The solution? A one-to-one model approach. Improve CTV targeting accuracy by meeting each viewer where they are. Collect relevant, high-intent data from individuals within households to inform ad buying decisions on the bigger screen.
The ‘one-to-one device’ truth signal
The fundamental flaw in CTV targeting is that it often starts with this messy, low-quality CTV data. Marketers need to obtain relevant, accurate data to make their CTV targeting the most effective. To do this, they need to start where audience truth lives, on their personal devices.
That means pivoting to where data is captured on one-to-one devices to gain a true reflection of individual users within a household, a better understanding of what audiences are engaging with, and where brands can influence purchase decisions.
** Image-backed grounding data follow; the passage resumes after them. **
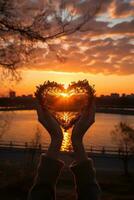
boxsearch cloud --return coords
[0,0,134,75]
[26,35,134,75]
[109,0,134,18]
[26,12,134,76]
[110,20,134,34]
For instance, knowing that a user has read three articles about new electric cars on their tablet, or browsed for luxury travel destinations on their mobile phone, is a powerful signal of individual intent, not a guess nor muddled with others in the household. Moving from guesswork to a consented, one-to-one action or a ‘truth signal’, allows for better understanding of who is present when CTV content is consumed.
That’s the direction that CTV audience targeting needs to start moving in.
Understand the individuals within households by nature of content consumption on one-to-one devices and then use it to build a household picture that accurately informs what is shown on the living room screen. This, in turn, makes CTV advertising highly targeted and relevant. The result — speaking to the right people at the right time in their purchase journeys.
Accuracy, not guesswork: why the one-to-one model wins
This ‘one-to-one in household’ model is a fundamentally more accurate and effective way to buy CTV. It directly solves the three core challenges of the industry.
With this model, it no longer matters if profiles are contaminated — if a household has both a fantasy film lover and an avid documentary watcher — as the data paints a more complete picture of individuals within a household.
It also solves the weak signal problem, as targeting becomes based on recent specific user activity, as well as the account borrower issue, because data from personal devices can identify individuals within a household.
Stop buying muddled profiles
The promise of CTV is real, but it won’t be achieved with muddled data and outdated guesses. Marketers need to stop buying anonymous household profiles and start reaching verified, high-intent individuals.
The key to accurate CTV targeting isn’t starting with the CTV — it’s starting with the individual. It’s why we’ve built Teads’ CTV Audiences to identify the relevant, one-to-one targeting signals from personal devices, allowing advertisers to extend that accuracy to the biggest screen in the home.
Households are full of individuals with different viewing habits, interests, and sometimes conflicting ideas of entertainment. We all have to raise our data game to better reflect that.